The following example shows how you can add a generic schema for all pages of a CMS application.
{
  "mappings": {
    "properties": {
      "doc_type": {
        "type": "keyword"
    },
    "doc_id": {
      "type": "long"
    },
      "fields": {
        "type": "nested", // important data type
          "properties": {
            "field_uid": {
              "type": "keyword"
         },
            "value": {
              "type": "text",
                “fields”: {
                 “raw”: {
                    “type”: “keyword”
              }
            }
          }
        } 
      } 
    }
  }
}

Now let’s look at a couple of examples where different types of input objects can be ingested into a single type of index.

Example data 1:
{
"first_name": "ABC",
"last_name": "BCD",
"city": "XYZ",
"address": "Flat no 1, Dummy Apartment, Nearest landmark",
"country": "India"
}


You can convert this data into Elasticsearch mapping, as shown below:
{
  "doc_type": "user",
  "doc_id": 500001,
  "fields": [{
      "field_uid": "first_name",
      "value": "ABC"
  },{
      "field_uid": "last_name",
      "value": "BCD"
  },{
      "field_uid": "city",
      "value": "XYZ"
  },{
      "field_uid": "address",
      "value": "Flat no 1, Dummy Apartment, Nearest landmark"
  },{
      "field_uid": "country",
      "value": "India"
  }]
}


Example data 2:
{
  "title": "ABC Product",
  "product_code": "PRODUC_001",
  "description": "Above product description colors, sizes and prices",
  "SKU": "123123123123",
  "colors": ["a", "b", "c"],
  "category": "travel"
}
{
  "doc_type":
  "product",
"doc_id": 100001,
  "fields": [{
      "field_uid": "title",
      "value": "ABC Product"
  },{
      "field_uid": "product_code",
      "value": "PRODUC_001"
  },{
      "field_uid": "description",
      "value": "Above product description colors, sizes and prices"
  },{
      "field_uid": "SKU",
      "value": "123123123123"
  },{
      "field_uid": "colors",
      "value": ["a", "b", "c"]
  },{
      "field_uid": "category",
      "value": "travel"
  }] 
}

This type of mapping makes it easier to perform a search on multiple types of documents within an index. 
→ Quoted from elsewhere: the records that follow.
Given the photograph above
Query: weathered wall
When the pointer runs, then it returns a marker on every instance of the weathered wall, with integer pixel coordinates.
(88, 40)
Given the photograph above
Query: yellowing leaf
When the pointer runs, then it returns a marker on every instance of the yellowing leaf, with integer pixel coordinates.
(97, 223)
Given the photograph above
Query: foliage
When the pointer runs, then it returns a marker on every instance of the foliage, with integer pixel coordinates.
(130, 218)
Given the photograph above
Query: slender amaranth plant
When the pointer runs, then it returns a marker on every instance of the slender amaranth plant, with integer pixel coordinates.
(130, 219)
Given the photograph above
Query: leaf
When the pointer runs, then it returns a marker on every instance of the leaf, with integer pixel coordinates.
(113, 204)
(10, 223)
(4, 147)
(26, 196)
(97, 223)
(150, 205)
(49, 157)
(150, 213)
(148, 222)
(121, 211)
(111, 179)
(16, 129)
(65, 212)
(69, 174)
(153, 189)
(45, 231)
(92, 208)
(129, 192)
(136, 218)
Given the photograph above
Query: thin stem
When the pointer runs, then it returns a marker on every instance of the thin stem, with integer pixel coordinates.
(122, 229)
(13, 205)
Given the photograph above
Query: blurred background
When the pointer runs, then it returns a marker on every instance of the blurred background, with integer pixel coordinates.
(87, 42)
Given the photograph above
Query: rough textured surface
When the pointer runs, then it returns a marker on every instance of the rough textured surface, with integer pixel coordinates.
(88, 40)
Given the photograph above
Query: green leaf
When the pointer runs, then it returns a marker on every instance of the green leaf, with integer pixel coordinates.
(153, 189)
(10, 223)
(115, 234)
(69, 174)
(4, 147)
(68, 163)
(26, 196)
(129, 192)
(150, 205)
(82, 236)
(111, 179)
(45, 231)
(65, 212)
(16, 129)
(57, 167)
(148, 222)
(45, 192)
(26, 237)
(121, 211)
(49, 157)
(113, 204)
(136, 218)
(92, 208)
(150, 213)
For example, let’s try to search for users where "country" is set to "India" AND for products where "category" is set to "travel."
GET /{{INDEX_NAME}}/search
{
  "query": {
    "nested": {
      "path": "fields",
        "query": {
          "bool": {
            "should": [
              {
                "bool": {
                  "must": [
                   {
                      "match": {
                        "fields.field_uid": "country"
                      }
                 },
                 {
                     "match": {
                       "fields.value": "India"
                    }
                  }
                ]
              }
            },
            {
              "bool": {
                "must": [
                  {
                   "match": {
                    "fields.field_uid": "category"
                    }
                  },
                   {
                    "match": {
                      "fields.value": "travel"
                    }
                  }
                ]
              }
            }
          ]
        }
      }
    }
  }
}

In conclusion

If you are certain that your documents follow a strict schema, you don’t need to structure your data in a nested data type format. Follow the pattern shown in the “Strict Schema” section to input your data in Elasticsearch.

However, suppose your documents are not likely to follow a strict schema. In that case, we highly recommended that you store the data in a nested format, which helps you consolidate all types of documents under a single index roof with uniform mapping.